Фарид Нагим - TANGER
Ночью была ноющая боль, и я до шести утра просидел на унитазе — так становилось чуть легче. Утром пришел врач и спросил о самочувствии. Я сказал, что все нормально, и увидел, как легко ему стало.
С этого больничного таксофона позвонил Ксении.

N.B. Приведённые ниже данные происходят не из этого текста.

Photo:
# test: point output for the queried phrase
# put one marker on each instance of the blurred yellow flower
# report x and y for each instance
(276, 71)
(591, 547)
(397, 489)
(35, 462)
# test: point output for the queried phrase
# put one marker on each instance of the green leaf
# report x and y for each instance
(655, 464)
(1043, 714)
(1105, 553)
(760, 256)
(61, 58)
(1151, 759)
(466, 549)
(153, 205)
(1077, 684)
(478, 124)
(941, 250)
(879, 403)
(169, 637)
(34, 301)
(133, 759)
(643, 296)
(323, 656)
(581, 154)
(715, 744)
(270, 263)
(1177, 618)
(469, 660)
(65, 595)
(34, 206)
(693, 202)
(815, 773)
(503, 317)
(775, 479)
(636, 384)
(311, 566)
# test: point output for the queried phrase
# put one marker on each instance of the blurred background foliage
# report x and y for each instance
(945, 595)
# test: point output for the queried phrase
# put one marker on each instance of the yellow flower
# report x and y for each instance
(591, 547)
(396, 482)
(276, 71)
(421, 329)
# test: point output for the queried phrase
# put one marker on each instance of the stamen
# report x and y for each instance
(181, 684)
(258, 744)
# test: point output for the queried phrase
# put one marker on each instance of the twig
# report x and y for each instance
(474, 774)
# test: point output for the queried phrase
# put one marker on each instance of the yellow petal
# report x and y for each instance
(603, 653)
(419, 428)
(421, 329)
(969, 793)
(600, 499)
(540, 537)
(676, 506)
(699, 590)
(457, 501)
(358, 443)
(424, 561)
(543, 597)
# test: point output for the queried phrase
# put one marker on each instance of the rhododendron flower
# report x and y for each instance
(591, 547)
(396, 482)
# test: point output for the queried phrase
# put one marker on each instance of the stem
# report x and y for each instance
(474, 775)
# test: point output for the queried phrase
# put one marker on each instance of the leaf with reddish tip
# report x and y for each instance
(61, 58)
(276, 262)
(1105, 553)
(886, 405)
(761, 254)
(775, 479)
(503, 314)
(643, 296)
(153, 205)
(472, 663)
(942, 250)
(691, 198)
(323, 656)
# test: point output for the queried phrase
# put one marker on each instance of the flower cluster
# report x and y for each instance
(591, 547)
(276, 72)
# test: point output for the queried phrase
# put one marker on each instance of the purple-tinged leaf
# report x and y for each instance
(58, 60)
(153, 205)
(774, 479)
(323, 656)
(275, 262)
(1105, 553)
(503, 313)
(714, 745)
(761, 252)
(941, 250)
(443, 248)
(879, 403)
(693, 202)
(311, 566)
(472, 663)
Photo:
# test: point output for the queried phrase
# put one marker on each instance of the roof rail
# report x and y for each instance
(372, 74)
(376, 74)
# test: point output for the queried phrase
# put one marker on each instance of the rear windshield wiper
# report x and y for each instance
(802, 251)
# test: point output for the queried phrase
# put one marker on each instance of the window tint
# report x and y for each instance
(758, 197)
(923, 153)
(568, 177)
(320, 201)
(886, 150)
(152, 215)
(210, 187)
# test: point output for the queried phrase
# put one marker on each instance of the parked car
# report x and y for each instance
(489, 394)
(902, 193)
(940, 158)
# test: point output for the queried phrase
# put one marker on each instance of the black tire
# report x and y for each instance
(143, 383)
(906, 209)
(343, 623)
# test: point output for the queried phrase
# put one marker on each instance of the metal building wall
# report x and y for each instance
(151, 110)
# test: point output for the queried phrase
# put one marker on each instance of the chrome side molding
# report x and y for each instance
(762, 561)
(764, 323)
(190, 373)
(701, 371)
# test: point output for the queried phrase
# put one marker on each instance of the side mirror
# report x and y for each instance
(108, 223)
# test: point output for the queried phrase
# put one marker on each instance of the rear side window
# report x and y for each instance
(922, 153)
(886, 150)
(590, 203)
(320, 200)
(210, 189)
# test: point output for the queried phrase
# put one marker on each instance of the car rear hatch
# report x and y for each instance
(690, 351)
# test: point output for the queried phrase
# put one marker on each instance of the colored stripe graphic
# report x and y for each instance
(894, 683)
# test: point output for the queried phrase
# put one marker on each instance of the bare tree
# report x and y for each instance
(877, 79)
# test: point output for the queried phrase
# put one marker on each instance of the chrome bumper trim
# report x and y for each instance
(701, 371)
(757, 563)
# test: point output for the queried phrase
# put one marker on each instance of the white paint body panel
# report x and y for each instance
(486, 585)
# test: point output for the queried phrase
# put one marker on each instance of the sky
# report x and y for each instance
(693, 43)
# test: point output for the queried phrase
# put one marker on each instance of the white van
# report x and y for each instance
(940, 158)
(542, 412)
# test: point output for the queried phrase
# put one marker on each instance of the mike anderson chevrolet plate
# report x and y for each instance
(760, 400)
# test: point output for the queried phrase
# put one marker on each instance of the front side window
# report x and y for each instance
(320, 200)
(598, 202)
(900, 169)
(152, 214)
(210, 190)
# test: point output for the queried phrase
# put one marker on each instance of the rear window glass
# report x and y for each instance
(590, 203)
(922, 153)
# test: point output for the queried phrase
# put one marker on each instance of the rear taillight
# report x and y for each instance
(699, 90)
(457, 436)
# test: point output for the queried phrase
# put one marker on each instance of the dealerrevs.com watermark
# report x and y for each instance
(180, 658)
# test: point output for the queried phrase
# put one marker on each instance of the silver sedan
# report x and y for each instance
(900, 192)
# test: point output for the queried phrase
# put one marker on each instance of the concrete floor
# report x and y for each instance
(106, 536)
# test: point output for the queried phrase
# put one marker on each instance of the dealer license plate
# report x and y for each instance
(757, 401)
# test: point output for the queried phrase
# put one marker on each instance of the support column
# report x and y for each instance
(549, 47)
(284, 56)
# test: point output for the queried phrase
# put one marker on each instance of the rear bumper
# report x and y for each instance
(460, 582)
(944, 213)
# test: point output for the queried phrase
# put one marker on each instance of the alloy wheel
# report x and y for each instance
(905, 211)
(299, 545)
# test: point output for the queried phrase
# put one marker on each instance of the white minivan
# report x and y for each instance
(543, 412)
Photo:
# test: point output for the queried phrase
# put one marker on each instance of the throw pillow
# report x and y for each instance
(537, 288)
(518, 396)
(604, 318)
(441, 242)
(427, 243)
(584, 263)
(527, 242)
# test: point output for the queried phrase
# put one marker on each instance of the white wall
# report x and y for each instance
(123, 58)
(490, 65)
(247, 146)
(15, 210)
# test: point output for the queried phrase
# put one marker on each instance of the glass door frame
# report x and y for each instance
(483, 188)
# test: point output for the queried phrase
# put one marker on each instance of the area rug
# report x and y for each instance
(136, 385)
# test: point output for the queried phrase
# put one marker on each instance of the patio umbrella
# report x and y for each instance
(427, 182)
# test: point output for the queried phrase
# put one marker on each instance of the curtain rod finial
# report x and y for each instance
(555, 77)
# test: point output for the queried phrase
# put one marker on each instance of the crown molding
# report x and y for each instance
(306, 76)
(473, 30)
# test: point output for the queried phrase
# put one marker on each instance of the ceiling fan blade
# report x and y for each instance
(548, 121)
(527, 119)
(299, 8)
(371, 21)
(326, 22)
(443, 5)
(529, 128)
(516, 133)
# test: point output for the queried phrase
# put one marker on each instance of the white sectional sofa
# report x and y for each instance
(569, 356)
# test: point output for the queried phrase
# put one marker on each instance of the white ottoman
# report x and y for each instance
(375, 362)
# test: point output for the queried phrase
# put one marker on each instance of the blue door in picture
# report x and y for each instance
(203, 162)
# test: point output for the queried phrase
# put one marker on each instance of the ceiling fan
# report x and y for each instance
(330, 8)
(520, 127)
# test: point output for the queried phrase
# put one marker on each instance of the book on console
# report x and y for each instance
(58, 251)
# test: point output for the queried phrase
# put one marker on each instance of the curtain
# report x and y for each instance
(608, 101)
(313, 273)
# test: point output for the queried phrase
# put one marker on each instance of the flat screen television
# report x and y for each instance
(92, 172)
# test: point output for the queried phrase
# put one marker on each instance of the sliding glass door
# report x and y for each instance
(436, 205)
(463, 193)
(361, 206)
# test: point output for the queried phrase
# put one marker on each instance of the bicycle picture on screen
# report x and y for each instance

— Да, Анвар! Хорошо, что ты позвонил! Я очень зла на тебя! Зачем ты сказал Гарнику, что я звонила тебе, чтобы мы с Женькой все вместе пошли в цирк?! Я не общаюсь с ним и не хочу… и знаю, что ты с ним общаешься. Не нужно больше мне звонить, у нас болен дедушка. Твои коробки где-то у Гарника, где он там снимает квартиру с этой бабой, спроси у него.
— О-о, кал калай, агатай?
— Гарник, зачем ты ей сказал про цирк?
Чувствовалось, что он сидит за компьютером.
— Прикинь, агатай. Ксения с Артюшей. Мне даже легче стало. Он ее жалостью взял. Он ей звонил и плакался, что он импотент. Я хуею с этих москвичей… Но если у Ксении с Артюшей что-то было, когда мы еще были женаты…
У меня сжалось сердце о Няне.
— А ты еще не женился? Жениться тебе надо, агатай.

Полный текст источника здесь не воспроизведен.